The p.I27V variant (also known as c.79A>G), located in coding exon 2 of the BRCA2 gene, results from an A to G substitution at nucleotide position 79. The isoleucine at codon 27 is replaced by valine, an amino acid with highly similar properties. This alteration was reported in a proband diagnosed with melanoma whose father had pancreatic cancer; both the proband and his father carried the alteration, as did an unaffected uncle (Bartsch DK et al. Clin Genet. 2010 Apr; 77(4):333-41). Authors reported that it was unclear if this alteration was linked with disease. This alteration was also reported in multiple individuals diagnosed with breast and/or ovarian cancer (Azzollini J et al. Eur J Intern Med, 2016 Jul;32:65-71; Santonocito C et al. Cancers (Basel), 2020 May;12:). One study looked at exonic splicing enhancers using an in silico model to predict which variants may affect splicing and this alteration was predicted to have an increased effect on exonic splicing enhancers; authors reported this may adversely affect splicing but further functional studies are needed (Pettigrew CA et al.

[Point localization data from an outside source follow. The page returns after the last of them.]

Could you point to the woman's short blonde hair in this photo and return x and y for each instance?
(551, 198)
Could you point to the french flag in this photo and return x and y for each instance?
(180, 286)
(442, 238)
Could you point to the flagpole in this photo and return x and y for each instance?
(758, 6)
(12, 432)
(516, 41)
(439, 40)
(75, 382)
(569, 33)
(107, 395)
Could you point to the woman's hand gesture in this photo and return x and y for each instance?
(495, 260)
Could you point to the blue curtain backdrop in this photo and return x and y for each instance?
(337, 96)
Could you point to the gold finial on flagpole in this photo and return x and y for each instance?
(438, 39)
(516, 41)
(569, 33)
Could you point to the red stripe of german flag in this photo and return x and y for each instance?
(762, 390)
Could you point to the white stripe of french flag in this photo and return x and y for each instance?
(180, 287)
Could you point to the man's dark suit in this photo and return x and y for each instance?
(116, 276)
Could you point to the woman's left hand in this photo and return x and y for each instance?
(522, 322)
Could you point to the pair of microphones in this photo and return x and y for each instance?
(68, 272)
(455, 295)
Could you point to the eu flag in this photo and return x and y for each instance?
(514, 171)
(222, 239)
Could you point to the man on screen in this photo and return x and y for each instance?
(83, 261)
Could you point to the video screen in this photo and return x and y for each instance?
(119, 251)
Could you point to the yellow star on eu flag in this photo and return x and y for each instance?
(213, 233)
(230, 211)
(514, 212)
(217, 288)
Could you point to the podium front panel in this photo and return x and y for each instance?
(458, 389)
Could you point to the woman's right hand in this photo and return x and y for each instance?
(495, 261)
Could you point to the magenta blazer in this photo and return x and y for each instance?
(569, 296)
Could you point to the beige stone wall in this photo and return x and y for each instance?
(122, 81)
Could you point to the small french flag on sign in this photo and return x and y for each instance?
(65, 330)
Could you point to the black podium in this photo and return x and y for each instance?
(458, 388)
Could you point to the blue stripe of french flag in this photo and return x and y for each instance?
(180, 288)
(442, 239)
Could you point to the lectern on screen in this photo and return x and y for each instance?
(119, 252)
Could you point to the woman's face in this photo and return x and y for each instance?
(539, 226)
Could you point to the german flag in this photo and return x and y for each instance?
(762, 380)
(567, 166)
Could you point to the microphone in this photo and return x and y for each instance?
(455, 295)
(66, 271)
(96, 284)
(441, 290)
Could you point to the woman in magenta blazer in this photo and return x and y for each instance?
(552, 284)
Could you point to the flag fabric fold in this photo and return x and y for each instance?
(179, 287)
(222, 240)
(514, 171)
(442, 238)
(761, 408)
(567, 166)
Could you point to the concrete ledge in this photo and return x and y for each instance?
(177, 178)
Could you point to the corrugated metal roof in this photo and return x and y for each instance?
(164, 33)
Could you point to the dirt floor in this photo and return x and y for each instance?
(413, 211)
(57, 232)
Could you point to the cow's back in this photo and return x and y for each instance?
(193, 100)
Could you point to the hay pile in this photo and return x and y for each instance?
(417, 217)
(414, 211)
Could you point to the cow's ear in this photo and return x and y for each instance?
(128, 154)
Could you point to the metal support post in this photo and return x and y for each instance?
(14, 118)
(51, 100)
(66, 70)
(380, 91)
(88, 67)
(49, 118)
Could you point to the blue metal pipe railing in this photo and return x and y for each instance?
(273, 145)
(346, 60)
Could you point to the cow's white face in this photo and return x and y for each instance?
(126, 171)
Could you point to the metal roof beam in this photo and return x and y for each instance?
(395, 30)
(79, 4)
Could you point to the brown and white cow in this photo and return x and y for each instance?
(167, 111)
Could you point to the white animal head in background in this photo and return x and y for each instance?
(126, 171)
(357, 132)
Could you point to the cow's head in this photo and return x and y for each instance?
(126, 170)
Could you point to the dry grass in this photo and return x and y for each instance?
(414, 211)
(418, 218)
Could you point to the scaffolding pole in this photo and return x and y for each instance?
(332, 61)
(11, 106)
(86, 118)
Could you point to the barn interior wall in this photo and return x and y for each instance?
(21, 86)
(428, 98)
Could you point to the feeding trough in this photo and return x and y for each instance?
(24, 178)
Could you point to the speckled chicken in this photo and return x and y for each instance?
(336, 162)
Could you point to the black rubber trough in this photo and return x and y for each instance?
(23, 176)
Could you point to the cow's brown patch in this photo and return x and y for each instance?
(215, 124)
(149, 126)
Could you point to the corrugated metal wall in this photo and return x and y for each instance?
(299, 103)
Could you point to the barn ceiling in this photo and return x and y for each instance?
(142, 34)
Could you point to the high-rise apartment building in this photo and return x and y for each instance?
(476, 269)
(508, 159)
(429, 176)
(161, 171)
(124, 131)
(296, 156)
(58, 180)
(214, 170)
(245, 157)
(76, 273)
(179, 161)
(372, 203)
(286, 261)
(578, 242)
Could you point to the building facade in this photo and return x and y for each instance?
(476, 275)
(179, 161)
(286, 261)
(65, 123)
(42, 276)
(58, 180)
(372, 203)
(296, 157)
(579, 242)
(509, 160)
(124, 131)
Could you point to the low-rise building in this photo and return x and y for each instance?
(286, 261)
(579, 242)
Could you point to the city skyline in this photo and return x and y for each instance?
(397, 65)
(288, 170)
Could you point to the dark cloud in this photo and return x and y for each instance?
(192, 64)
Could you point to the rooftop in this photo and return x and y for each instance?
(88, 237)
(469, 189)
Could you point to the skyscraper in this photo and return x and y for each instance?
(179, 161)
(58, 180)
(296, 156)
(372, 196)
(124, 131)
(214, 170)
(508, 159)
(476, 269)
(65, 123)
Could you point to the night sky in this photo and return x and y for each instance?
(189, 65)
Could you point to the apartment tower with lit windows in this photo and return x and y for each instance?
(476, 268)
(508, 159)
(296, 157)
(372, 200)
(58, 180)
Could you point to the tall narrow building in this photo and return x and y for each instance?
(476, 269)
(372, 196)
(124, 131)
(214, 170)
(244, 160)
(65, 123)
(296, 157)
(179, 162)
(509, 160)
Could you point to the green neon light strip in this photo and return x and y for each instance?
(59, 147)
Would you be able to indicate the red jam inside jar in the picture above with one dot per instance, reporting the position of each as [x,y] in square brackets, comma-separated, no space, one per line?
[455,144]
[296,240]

Breast Cancer Res Treat. 2008 Jul; 110(2):227-34). In another study, this alteration had activity similar to wildtype in a PALB2 binding assay and a homologous recombination assay (Xia B et al. Mol Cell. 2006 Jun; 22(6):719-29). This amino acid position is well conserved in available vertebrate species. In addition, this alteration is predicted to be tolerated by in silico analysis. Since supporting evidence is limited at this time, the clinical significance of this alteration remains unclear.

This variant is classified as likely benign based on ACMG/AMP sequence variant interpretation guidelines (Richards et al. 2015 PMID: 25741868, with internal and published modifications).